Esperanza Garrido, psicóloga Clínica Infanto-juvenil, trabaja en el Programa de Apoyo a la Salud Mental Infantil de la Dirección de Salud Comunal y explica que este tipo de casos es muy frecuente tanto en niños como en jóvenes. “Los niños y niñas experimentan ciertas sintomatología, las cuales se presentan no sólo el segundo semestre, sino también antes de cada proceso educativo. Por ejemplo, se ponen reacios a levantarse, presentan llanto explosivo, un poco a resistirse a integrarse al contexto escolar, especialmente si es nuevo en la escuela”.
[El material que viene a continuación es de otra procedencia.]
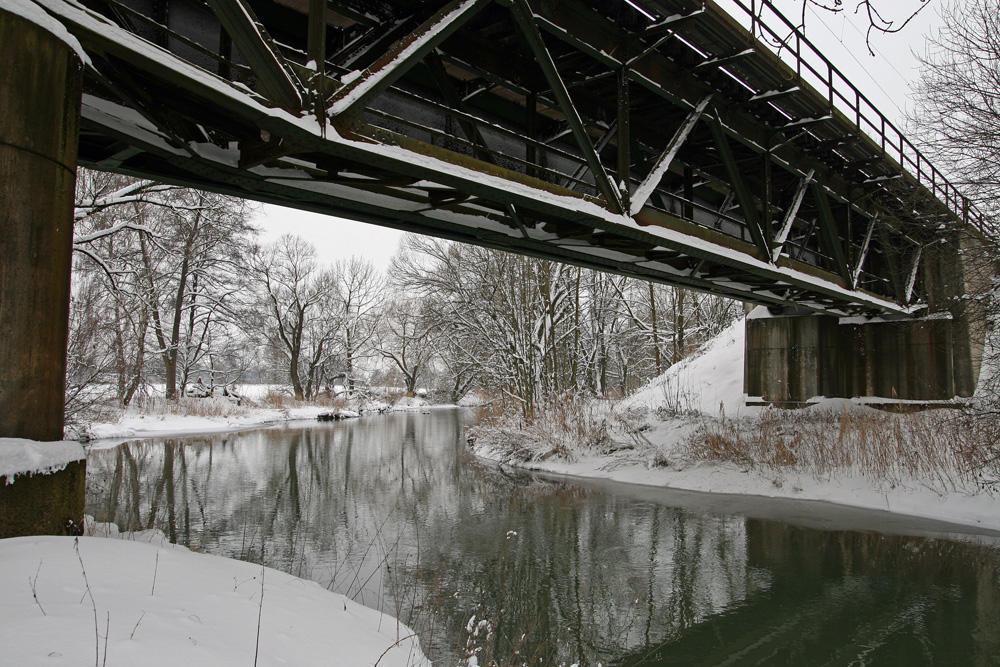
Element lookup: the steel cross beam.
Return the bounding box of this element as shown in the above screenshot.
[19,0,980,315]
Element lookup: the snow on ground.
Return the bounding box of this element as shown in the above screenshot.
[86,399,335,446]
[0,438,86,484]
[475,319,1000,531]
[620,319,761,417]
[82,385,464,447]
[0,533,430,667]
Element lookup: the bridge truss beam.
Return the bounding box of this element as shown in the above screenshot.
[27,0,988,316]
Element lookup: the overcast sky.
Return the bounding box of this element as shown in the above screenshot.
[257,0,947,270]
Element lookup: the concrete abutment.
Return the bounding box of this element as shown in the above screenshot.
[0,3,85,537]
[744,233,995,406]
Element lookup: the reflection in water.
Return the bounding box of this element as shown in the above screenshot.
[87,411,1000,667]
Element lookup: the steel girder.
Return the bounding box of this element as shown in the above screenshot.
[35,0,984,315]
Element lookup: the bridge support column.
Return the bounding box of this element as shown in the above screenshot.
[0,3,84,537]
[743,224,996,405]
[744,311,978,405]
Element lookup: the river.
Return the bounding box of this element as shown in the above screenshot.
[87,410,1000,667]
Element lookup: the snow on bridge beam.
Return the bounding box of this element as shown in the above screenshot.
[206,0,303,111]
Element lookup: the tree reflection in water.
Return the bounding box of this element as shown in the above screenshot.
[87,411,1000,667]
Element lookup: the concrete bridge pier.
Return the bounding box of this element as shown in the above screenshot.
[744,235,993,407]
[0,3,85,537]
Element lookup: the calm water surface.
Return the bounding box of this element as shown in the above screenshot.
[87,410,1000,667]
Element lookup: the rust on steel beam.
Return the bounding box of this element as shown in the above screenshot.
[630,95,712,216]
[771,169,816,264]
[306,0,327,122]
[510,0,623,213]
[201,0,302,111]
[851,213,878,289]
[327,0,490,117]
[533,0,872,224]
[708,111,770,257]
[811,181,851,284]
[425,51,528,238]
[615,67,632,211]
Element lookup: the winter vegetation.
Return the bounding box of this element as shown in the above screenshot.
[0,524,430,667]
[67,170,742,434]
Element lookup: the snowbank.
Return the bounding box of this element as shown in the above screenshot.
[475,319,1000,531]
[0,536,429,667]
[0,438,87,484]
[620,318,760,417]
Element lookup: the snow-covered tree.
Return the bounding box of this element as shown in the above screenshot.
[248,234,344,401]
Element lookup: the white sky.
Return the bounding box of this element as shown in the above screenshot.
[257,0,946,270]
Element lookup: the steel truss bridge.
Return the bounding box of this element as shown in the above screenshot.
[36,0,985,316]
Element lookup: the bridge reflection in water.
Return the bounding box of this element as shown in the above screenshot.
[88,411,1000,666]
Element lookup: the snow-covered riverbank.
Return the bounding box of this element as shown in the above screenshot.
[475,321,1000,531]
[0,526,429,667]
[81,398,458,448]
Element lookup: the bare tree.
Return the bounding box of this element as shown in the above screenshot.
[376,297,434,396]
[333,257,386,392]
[250,234,343,401]
[908,0,1000,216]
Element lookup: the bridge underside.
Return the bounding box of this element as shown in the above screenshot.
[0,0,983,536]
[29,0,984,315]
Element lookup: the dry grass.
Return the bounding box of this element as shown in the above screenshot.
[469,400,615,463]
[681,409,998,493]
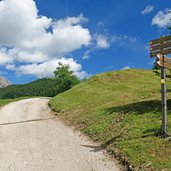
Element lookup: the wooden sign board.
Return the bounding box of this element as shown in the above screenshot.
[157,54,171,69]
[150,35,171,57]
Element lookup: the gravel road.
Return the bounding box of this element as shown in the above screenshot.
[0,98,121,171]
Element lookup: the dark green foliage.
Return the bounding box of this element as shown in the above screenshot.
[0,78,59,99]
[54,63,80,93]
[0,63,80,99]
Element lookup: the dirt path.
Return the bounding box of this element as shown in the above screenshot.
[0,98,120,171]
La profesional explica que en este ámbito es importante que los padres observen las actitudes de sus hijas e hijos, ya que “se presentan introvertidos. Se observa un cambio en el ánimo del menor, lo cual está relacionado con la ansiedad escolar”.

Rutinas muy definidas

Los padres juegan un rol fundamental. Antes que se inicie el segundo semestre, es importante definir las rutinas, por ejemplo, “establecer horarios de descanso, especialmente de 8 horas o más, la alimentación e incluso el trayecto de la casa a la escuela puede generar un estrés en el menor si los padres salen tarde”.

La especialista recomienda crear hábitos de estudios, evitando la sobrepresión para que las niñas y niños logren un buen rendimiento y no se frustren. Si bien el estudio es una responsabilidad importante, las actividades de un menor no deben resumirse sólo a estudiar, es necesario que las niñas, niños y jóvenes jueguen, compartan y practiquen deportes.